You could be forgiven for thinking that you are watching a version of Benedict Cumberbatch’s Sherlock, but what you are actually witnessing is what comedian Alan Davies describes as a “piss take” of the cult TV detective, in the opening episode of the forthcoming new series of his hit comedy drama Jonathan Creek.
The direction mimics Sherlock's flash camera angles and close-up focus on clues as it presents Ridley, a character played by Kieran Hodgson who is studying criminology.
Ridley longs to meet Creek, a detective he admires. But he mistakenly thinks he is capable of using Sherlock’s techniques and at one point deduces that Creek, played by Davies and his wife Polly (Sarah Alexander) have recently travelled north to Iceland, using the fact that his watch is an hour behind as evidence.
“Shall I tell him it needs a new battery,” says Creek...
Davies said that Creek writer David Renwick is a Holmes fan – but mainly of the Sir Arthur Conan Doyle books.
“Sherlock is great – I’m a fan,” said Davies at the launch of the new three-part series today.
“I don’t know what Benedict Cumberbatch would make of it.

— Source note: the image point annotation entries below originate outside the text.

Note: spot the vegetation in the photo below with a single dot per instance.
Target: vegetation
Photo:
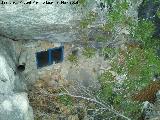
(73, 58)
(134, 66)
(89, 52)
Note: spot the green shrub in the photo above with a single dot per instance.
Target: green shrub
(73, 58)
(89, 52)
(66, 100)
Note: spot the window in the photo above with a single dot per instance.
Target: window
(57, 55)
(45, 58)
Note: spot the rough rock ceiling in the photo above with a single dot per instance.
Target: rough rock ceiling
(54, 22)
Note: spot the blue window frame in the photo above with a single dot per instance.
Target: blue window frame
(45, 58)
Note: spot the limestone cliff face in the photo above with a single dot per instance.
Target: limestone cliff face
(14, 103)
(38, 20)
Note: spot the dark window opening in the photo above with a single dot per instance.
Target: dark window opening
(21, 68)
(49, 57)
(42, 59)
(57, 55)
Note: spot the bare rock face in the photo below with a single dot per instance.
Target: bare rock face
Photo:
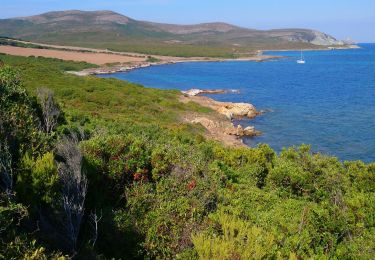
(241, 132)
(237, 110)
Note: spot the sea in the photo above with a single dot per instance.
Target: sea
(328, 102)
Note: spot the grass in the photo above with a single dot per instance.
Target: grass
(101, 99)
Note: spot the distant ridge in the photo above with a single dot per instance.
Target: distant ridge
(115, 31)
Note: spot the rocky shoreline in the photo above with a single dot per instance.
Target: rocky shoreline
(219, 126)
(126, 67)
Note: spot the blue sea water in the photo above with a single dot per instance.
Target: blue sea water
(329, 102)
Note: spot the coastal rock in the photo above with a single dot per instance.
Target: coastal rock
(196, 92)
(241, 132)
(237, 110)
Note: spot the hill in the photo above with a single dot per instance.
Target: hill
(120, 176)
(107, 29)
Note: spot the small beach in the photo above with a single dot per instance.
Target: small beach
(328, 102)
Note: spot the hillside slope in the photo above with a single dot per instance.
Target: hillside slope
(107, 29)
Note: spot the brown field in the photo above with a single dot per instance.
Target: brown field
(95, 58)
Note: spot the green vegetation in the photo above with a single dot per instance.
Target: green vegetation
(140, 184)
(120, 33)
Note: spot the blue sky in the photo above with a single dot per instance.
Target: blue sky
(340, 18)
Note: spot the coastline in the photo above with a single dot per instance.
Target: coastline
(169, 60)
(219, 125)
(165, 60)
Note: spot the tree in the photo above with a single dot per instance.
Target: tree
(73, 187)
(49, 107)
(6, 172)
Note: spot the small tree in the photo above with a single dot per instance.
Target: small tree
(74, 187)
(6, 173)
(50, 109)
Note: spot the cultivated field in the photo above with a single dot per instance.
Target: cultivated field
(90, 57)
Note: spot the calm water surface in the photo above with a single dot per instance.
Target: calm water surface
(329, 102)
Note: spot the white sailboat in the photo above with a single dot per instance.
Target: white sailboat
(302, 60)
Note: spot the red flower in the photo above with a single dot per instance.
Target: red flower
(192, 184)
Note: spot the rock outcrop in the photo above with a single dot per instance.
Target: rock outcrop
(241, 132)
(229, 109)
(236, 110)
(196, 91)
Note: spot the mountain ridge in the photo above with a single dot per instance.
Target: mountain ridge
(108, 29)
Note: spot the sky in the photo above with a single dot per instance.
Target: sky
(339, 18)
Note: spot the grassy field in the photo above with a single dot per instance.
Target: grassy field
(156, 188)
(100, 98)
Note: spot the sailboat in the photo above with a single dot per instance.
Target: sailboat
(302, 60)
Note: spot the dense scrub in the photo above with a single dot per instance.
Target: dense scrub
(152, 189)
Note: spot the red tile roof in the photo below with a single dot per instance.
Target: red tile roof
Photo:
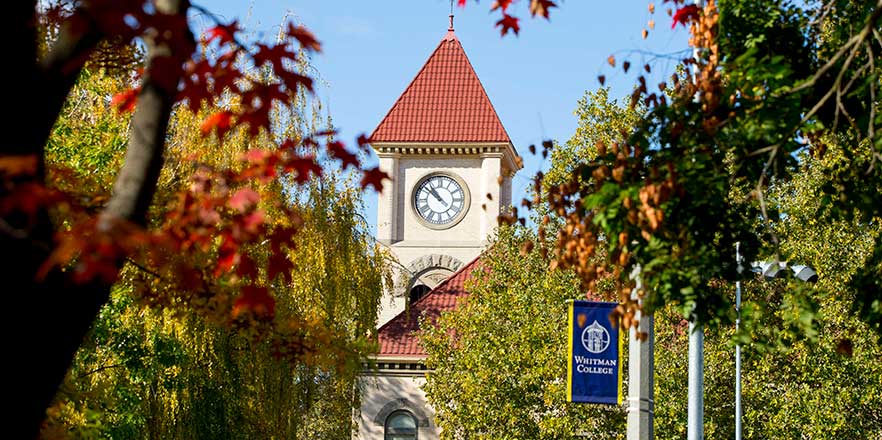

He is probably far too busy as a Hollywood superstar,” added Davies.
Davies revealed that he hasn’t yet caught up with the latest series of Sherlock.
“I have a two year old and a four year old – I haven’t had a chance to watch them,” he said.
Asked why the show had engaged in the parody, Davies said that writer David Renwick "never panders to what’s in vogue.”
“He will never watch Sherlock and say all the fast cutting... and so on and say we should do that. He will watch that and take the piss out of that.”
Kieran Hodgson (pictured, below), the actor behind the parody, admitted that he studied Cumberbatch for inspiration.
He told RadioTimes.com he watched Cumberbatch’s Sherlock performance in order to get the “patter” and “delivery”, adding: “”Wearing the coat and everything I felt a bit like Sherlock. It’s quite nice flouncing around.
“It was very interesting, trying to be him, it feels quite busy but a lot of the movement comes from the camera."
However he does not believe Cumberbatch will see the tribute.
“I imagine he will be too busy to watch it. I am sure he will like it. It’s not the only pastiche going at the moment and imitation is the sincerest form of flattery.”